Your average Facebook user cannot look at one of my designs and say anything intelligent about it, or understand the math that I used to analyze it, or the physics underlying it, without the equivalent of a two year associates degree at an absolute minimum. Depending on the design, a full BSEE and 5+ years of experience is more likely. And that’s just to understand the basics and be somewhat knowledgeable.

And the same thing is true of any electrical engineer with a similar degree and a similar number of years of experience.

Some fields are even more complicated than electrical engineering, and so even more years of study and/or experience are required to become an authentic expert. Climate change-related science, for example. I’ve studied the subject as an interested citizen and a part-time environmental journalist for over 15 years, which makes me more knowledgeable on the subject than 99.9% of non-climate scientists who do it professionally. That doesn’t make me an expert on climate change. The scientists who do it as a living – who eat it, drink it, breathe it, and bathe in it – they’re the actual experts.
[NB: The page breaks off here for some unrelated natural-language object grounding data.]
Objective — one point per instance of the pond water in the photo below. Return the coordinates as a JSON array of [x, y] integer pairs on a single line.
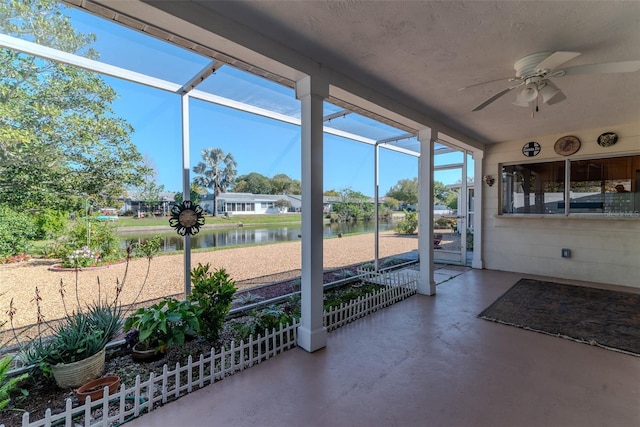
[[220, 237]]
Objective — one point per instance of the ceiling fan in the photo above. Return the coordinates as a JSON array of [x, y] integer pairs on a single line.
[[533, 74]]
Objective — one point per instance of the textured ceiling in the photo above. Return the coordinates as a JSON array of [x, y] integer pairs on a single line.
[[419, 53], [422, 52]]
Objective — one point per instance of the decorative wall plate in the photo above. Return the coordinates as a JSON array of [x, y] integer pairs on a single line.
[[607, 139], [531, 149], [567, 145]]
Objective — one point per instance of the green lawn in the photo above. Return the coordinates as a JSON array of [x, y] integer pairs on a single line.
[[125, 221]]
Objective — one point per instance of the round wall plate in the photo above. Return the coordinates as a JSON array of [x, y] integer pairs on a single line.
[[531, 149], [567, 145], [607, 139]]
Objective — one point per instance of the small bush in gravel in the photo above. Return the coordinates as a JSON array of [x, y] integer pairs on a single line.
[[213, 291]]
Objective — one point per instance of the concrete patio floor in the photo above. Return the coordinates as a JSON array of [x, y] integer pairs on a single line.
[[426, 361]]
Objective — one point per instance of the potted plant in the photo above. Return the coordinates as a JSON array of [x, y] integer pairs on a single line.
[[160, 326], [75, 353]]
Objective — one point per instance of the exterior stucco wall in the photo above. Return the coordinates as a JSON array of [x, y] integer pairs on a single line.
[[603, 249]]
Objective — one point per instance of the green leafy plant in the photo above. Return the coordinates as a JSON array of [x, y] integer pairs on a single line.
[[81, 334], [213, 290], [409, 224], [164, 324], [16, 229], [50, 223], [266, 319], [99, 238], [8, 385]]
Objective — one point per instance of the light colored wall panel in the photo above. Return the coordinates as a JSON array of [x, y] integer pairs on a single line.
[[604, 249]]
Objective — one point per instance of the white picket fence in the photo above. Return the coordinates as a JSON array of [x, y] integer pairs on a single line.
[[399, 286], [145, 396]]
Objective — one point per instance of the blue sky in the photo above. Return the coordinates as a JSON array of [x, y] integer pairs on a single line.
[[258, 144]]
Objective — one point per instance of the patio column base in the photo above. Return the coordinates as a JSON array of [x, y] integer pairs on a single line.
[[312, 340]]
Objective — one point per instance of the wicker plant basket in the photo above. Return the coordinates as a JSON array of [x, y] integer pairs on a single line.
[[78, 373]]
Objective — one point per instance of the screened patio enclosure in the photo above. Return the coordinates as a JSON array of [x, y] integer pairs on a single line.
[[181, 84]]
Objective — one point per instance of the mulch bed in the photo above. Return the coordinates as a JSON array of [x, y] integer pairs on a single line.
[[44, 394]]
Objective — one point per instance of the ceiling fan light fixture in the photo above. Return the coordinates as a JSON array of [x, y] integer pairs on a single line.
[[521, 103], [527, 94], [548, 91]]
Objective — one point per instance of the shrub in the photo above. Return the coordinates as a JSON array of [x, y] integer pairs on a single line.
[[95, 236], [469, 239], [164, 324], [82, 257], [80, 335], [409, 224], [213, 291], [16, 229], [50, 224], [441, 223], [266, 319]]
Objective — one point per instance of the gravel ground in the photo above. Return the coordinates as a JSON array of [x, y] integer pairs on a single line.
[[18, 282]]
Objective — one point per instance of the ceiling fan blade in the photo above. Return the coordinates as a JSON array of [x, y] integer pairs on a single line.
[[556, 59], [494, 97], [609, 67], [511, 79]]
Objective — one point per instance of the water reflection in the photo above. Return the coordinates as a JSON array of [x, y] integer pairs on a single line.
[[220, 237]]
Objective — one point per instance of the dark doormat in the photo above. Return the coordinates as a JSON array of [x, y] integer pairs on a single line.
[[608, 319]]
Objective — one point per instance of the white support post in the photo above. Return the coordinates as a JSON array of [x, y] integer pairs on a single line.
[[312, 92], [376, 198], [186, 189], [426, 282], [478, 189]]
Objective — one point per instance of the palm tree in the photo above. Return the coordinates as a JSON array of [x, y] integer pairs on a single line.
[[217, 171]]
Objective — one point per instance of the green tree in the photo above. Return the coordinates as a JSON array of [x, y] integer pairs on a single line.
[[149, 191], [217, 172], [254, 183], [353, 206], [441, 194], [196, 193], [283, 184], [405, 191], [59, 137], [391, 203]]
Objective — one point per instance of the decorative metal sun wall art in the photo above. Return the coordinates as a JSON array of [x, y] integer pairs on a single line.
[[187, 218]]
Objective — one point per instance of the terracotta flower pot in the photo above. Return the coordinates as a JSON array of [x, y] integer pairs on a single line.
[[95, 388], [150, 355]]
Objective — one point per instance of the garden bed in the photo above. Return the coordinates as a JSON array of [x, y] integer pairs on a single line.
[[44, 394]]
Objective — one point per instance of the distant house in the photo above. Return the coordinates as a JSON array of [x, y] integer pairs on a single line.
[[132, 203], [249, 204]]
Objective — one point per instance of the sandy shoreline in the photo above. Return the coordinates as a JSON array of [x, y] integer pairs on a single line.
[[18, 282]]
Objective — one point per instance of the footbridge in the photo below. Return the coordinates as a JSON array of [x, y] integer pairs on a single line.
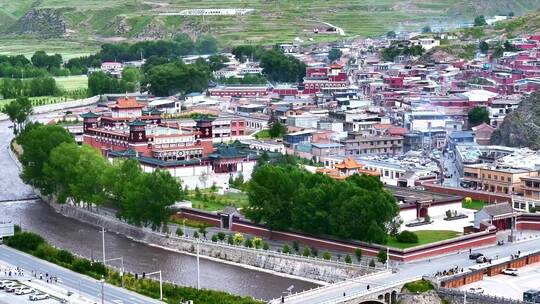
[[368, 289]]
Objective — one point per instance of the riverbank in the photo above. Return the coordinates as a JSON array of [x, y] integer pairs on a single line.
[[312, 270], [36, 246]]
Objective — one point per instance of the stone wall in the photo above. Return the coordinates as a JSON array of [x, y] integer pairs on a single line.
[[456, 297], [308, 268]]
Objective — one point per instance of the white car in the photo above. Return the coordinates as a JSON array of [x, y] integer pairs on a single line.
[[510, 271], [476, 290], [3, 283], [24, 290], [38, 297], [13, 288]]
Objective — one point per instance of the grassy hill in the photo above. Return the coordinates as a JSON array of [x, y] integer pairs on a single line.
[[88, 23]]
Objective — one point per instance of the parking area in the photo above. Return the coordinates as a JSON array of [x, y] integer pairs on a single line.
[[509, 286]]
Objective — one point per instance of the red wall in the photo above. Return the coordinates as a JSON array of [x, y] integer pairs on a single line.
[[474, 194], [422, 252]]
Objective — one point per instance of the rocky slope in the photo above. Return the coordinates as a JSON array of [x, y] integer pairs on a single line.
[[41, 22], [521, 128]]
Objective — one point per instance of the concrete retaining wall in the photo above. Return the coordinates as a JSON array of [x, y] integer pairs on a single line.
[[312, 269], [461, 243]]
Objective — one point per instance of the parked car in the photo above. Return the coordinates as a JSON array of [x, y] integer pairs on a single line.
[[38, 297], [24, 290], [3, 283], [483, 259], [474, 256], [476, 290], [510, 271], [13, 288]]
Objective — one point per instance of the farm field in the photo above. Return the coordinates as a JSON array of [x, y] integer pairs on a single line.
[[90, 23]]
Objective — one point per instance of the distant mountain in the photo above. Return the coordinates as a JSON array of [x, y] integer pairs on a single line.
[[271, 21], [521, 128]]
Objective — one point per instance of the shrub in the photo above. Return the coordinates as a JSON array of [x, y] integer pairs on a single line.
[[179, 231], [286, 249], [419, 286], [65, 256], [25, 241], [238, 238], [407, 237], [257, 242], [358, 254], [327, 255]]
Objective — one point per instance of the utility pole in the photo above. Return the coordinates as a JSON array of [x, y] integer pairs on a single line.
[[160, 283], [103, 243], [387, 257], [102, 290], [198, 270]]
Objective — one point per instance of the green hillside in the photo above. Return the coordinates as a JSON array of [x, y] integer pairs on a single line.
[[87, 23]]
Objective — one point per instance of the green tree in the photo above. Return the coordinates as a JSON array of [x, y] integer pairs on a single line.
[[358, 254], [277, 130], [480, 20], [238, 239], [206, 44], [381, 256], [484, 47], [286, 249], [334, 55], [477, 116], [391, 35], [327, 255], [37, 145]]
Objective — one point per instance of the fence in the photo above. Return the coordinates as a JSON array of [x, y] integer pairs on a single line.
[[474, 298]]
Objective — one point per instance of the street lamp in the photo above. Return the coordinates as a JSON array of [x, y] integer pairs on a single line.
[[160, 283], [103, 243], [121, 267], [102, 290], [198, 269]]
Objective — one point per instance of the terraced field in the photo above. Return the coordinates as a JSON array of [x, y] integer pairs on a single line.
[[90, 22]]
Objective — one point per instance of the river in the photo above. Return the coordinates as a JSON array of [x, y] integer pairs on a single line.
[[85, 240]]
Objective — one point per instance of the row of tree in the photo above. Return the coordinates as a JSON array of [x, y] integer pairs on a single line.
[[391, 52], [39, 86], [276, 65], [181, 45], [39, 65], [287, 197], [56, 165]]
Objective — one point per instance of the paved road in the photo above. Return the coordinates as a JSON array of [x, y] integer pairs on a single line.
[[75, 282], [411, 271]]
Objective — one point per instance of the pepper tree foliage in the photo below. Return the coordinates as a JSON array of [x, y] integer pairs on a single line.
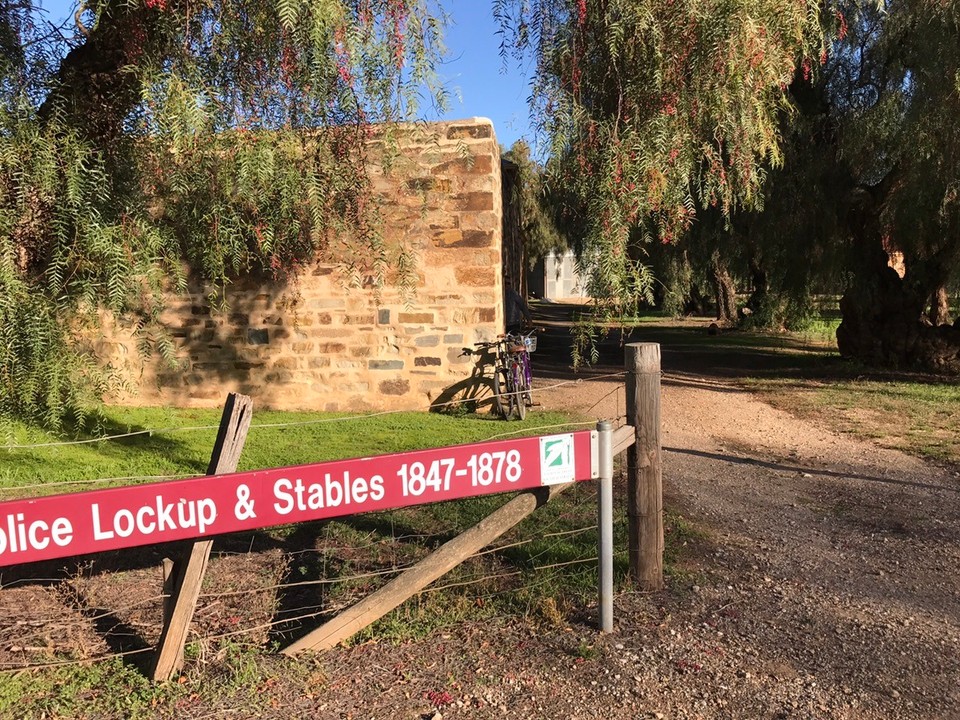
[[229, 135], [655, 108], [539, 234]]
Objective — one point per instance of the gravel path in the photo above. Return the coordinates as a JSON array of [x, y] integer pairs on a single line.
[[821, 583], [827, 587]]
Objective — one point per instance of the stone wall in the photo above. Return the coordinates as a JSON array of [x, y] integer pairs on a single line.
[[319, 344]]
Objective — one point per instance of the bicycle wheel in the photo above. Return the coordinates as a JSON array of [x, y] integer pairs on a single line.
[[501, 399], [518, 403]]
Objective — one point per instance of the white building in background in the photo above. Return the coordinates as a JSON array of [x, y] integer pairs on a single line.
[[556, 278]]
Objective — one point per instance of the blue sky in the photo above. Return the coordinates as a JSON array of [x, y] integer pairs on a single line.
[[477, 72], [480, 84]]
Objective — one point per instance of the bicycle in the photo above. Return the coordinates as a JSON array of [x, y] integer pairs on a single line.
[[511, 373]]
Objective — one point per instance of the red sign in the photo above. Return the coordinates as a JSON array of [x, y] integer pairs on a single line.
[[63, 525]]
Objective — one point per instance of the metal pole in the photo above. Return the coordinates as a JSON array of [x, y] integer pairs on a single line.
[[605, 523]]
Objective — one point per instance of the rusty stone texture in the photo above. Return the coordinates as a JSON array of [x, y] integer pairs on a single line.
[[320, 342]]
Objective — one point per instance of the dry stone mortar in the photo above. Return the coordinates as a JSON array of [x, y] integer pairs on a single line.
[[316, 343]]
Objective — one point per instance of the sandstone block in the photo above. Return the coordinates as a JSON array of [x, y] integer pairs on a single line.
[[394, 387]]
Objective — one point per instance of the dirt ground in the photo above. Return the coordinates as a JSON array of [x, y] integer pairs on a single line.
[[826, 587], [823, 584]]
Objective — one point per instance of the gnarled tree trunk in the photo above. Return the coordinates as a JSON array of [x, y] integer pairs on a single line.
[[883, 314], [724, 291]]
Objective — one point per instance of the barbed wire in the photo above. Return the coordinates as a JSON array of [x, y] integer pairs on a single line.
[[288, 424]]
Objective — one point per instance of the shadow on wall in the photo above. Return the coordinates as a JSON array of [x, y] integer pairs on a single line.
[[259, 345], [472, 394]]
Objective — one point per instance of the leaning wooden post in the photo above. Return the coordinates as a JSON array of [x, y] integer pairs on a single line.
[[644, 472], [448, 556], [187, 576]]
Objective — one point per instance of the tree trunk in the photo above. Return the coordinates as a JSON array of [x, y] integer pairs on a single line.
[[724, 291], [939, 307], [761, 286], [95, 88], [883, 319]]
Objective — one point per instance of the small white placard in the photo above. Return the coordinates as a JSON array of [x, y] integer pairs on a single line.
[[557, 460]]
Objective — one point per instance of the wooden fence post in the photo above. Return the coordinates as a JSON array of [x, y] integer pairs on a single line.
[[187, 576], [413, 580], [644, 471]]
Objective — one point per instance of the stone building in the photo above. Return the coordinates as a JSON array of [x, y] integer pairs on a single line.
[[319, 344]]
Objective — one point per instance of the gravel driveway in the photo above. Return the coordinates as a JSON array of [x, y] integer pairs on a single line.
[[821, 583]]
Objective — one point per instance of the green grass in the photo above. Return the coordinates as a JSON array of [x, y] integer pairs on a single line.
[[175, 449], [917, 416], [543, 570]]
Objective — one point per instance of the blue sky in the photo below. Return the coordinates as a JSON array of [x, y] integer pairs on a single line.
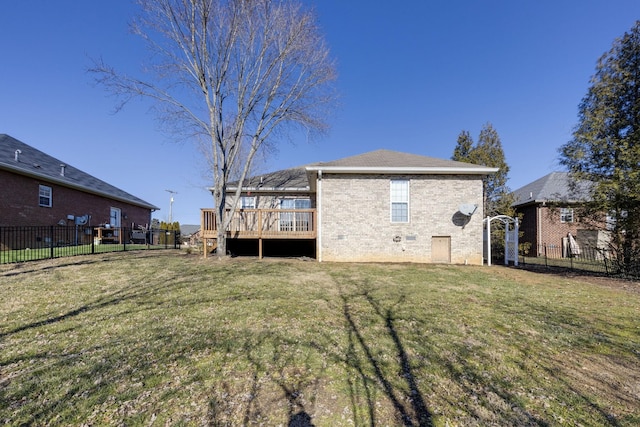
[[412, 76]]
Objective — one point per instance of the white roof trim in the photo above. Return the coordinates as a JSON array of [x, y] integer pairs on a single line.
[[481, 170]]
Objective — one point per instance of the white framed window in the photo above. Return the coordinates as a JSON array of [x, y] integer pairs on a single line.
[[399, 200], [566, 215], [247, 202], [45, 196]]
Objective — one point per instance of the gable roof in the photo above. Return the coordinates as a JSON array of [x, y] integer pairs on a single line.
[[302, 179], [294, 179], [387, 161], [20, 158], [554, 187]]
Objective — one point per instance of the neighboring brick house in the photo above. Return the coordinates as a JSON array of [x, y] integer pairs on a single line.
[[39, 190], [548, 208], [381, 206]]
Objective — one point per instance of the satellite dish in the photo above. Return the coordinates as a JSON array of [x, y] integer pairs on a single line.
[[82, 220], [467, 209]]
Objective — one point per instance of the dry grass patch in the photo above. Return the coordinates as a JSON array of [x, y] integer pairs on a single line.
[[165, 338]]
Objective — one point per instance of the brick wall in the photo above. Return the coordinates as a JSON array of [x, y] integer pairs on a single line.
[[19, 197], [552, 230], [356, 224]]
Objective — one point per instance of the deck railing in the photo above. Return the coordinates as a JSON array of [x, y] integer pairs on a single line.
[[263, 223]]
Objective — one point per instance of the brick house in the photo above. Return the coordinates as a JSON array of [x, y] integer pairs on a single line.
[[548, 207], [39, 190], [381, 206]]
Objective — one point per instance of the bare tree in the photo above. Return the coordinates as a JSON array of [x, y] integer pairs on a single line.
[[240, 74]]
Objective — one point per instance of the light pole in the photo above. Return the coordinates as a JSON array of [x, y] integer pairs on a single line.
[[171, 204]]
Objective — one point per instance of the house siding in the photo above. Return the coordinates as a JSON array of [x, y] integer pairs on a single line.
[[356, 224], [19, 204]]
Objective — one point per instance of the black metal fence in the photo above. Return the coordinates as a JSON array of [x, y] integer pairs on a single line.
[[19, 244], [587, 259]]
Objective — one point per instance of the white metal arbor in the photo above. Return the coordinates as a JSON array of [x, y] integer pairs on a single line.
[[510, 238]]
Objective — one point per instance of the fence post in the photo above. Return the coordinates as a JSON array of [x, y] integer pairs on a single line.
[[51, 242]]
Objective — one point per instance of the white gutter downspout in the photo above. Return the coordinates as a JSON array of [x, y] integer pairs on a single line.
[[319, 217]]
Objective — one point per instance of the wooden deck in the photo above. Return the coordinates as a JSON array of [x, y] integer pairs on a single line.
[[263, 224]]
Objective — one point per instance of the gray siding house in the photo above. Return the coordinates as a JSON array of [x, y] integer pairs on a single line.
[[381, 206]]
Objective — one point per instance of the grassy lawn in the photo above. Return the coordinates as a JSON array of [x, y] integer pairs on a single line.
[[164, 338], [23, 255]]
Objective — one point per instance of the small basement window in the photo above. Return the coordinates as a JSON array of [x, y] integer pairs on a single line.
[[45, 196], [566, 215]]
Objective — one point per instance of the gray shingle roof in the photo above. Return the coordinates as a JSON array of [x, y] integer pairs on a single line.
[[295, 178], [35, 163], [554, 187], [379, 161], [395, 159]]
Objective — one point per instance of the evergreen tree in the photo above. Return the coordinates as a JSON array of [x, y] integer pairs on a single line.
[[463, 148], [605, 148]]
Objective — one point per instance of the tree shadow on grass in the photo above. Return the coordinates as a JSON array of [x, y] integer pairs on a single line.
[[413, 413]]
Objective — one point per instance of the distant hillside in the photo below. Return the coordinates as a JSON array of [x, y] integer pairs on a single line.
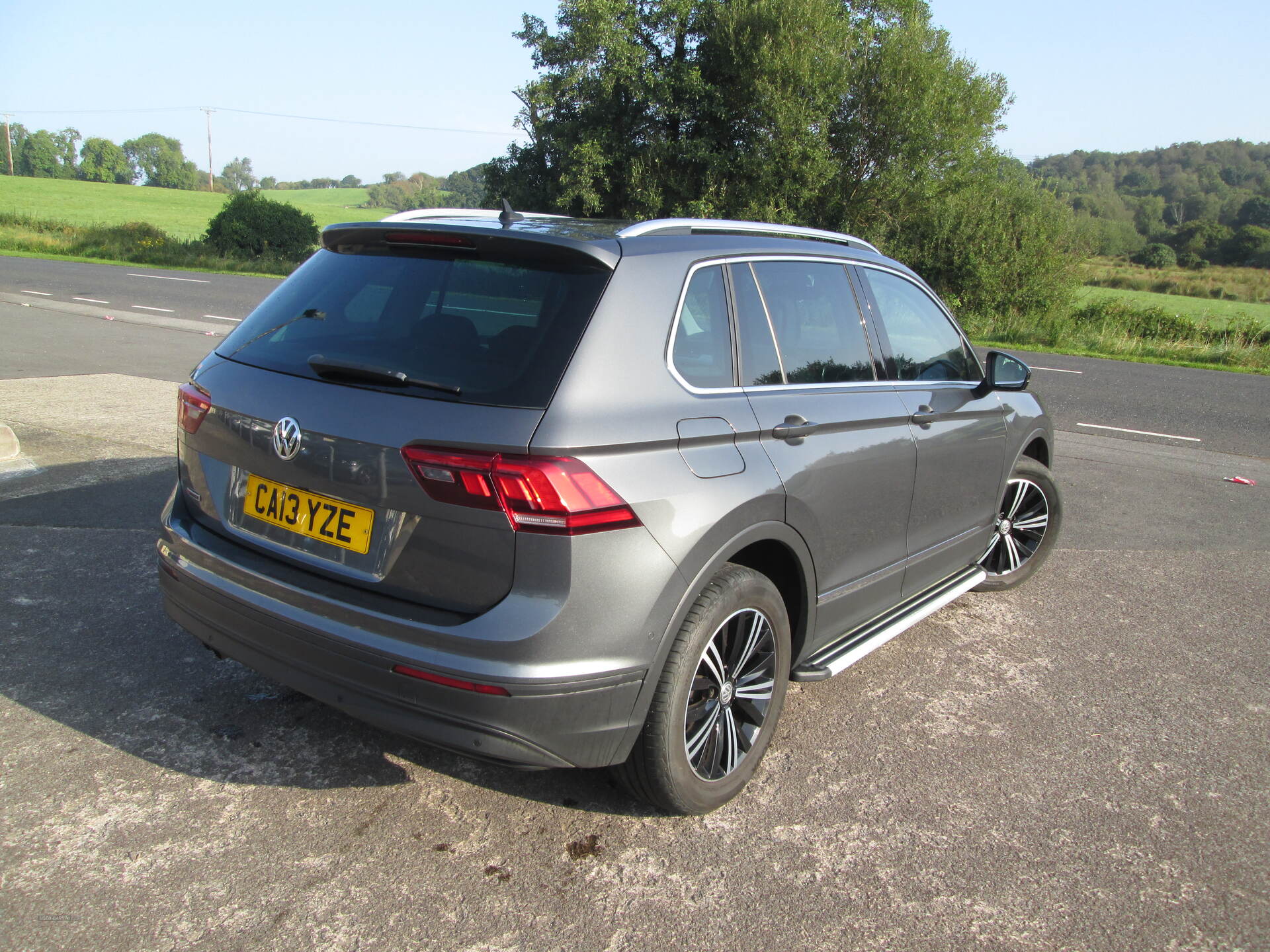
[[178, 212], [1193, 196]]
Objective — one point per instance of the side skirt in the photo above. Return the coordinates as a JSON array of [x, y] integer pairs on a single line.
[[857, 643]]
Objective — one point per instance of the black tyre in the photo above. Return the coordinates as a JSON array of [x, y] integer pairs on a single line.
[[1029, 520], [718, 699]]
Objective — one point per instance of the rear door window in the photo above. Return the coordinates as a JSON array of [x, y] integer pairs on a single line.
[[502, 332], [702, 338], [923, 343], [818, 328]]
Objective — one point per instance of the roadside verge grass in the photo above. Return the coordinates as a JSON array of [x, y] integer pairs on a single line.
[[1130, 332], [1197, 309], [131, 243], [179, 214]]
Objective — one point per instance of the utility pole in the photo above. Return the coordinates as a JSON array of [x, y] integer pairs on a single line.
[[8, 143], [211, 182]]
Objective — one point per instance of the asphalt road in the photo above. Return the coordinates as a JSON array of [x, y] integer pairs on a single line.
[[1080, 764], [216, 300]]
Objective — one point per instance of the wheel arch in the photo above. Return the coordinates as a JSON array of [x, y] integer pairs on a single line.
[[774, 549]]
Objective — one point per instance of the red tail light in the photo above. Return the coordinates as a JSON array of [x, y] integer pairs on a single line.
[[548, 494], [429, 238], [192, 407]]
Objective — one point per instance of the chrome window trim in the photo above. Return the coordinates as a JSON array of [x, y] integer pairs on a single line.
[[773, 387], [952, 319]]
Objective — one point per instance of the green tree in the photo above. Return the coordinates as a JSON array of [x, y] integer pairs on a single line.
[[38, 157], [1250, 245], [161, 161], [252, 226], [67, 150], [102, 160], [1255, 211], [1156, 255], [468, 187], [238, 175], [820, 112], [17, 136], [1202, 238]]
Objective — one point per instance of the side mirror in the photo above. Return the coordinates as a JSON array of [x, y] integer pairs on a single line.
[[1006, 372]]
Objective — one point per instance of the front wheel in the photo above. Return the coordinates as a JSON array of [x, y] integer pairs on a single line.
[[718, 698], [1028, 524]]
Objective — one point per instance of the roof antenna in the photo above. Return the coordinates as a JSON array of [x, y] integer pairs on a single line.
[[507, 216]]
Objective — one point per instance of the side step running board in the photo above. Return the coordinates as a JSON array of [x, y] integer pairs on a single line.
[[857, 643]]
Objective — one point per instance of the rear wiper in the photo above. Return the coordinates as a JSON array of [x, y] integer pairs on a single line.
[[333, 367]]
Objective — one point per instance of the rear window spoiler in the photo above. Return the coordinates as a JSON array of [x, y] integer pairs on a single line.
[[521, 243]]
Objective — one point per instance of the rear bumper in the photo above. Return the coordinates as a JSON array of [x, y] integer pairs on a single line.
[[585, 721]]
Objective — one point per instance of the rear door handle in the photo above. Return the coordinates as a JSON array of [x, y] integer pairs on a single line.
[[925, 415], [793, 428]]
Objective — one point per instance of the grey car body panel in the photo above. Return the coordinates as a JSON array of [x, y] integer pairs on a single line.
[[422, 550], [578, 629]]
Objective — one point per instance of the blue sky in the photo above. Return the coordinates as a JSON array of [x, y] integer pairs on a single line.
[[1085, 75]]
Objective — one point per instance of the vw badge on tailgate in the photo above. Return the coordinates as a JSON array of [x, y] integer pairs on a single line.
[[286, 438]]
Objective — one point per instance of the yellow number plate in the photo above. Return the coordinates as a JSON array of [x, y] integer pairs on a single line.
[[313, 516]]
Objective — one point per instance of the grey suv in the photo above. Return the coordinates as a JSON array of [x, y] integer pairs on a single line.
[[564, 493]]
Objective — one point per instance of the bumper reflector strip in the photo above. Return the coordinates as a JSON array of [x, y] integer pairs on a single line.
[[450, 682]]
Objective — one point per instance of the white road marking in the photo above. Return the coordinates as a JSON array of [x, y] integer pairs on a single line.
[[164, 277], [1141, 433]]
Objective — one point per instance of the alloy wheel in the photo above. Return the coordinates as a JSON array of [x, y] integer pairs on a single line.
[[730, 695], [1020, 528]]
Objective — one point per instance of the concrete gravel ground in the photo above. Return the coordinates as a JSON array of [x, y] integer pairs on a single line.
[[1079, 764]]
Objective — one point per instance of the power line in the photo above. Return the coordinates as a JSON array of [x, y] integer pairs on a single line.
[[276, 116]]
Have you put in 6+ years of full-time college, got your advanced degree under the tutelage of an expert just like apprentice tradesmen study under masters, with respect to epidemiology or infectious diseases? No?

Then your opinions are not expert and certainly not equal to theirs. Expertise matters, and you are not an expert. Perhaps you should listen more and talk less.

At the moment I have the following aside about opinions pinned to the front of my homepage. It remains true even if you don’t like it, and it applies here.

Not all opinions are created equal. Opinions that are informed by facts, data, logic, and science are better than opinions that are not. And opinions that are based on fantasy, misinformation, wishful thinking, and ignorance are the least of all.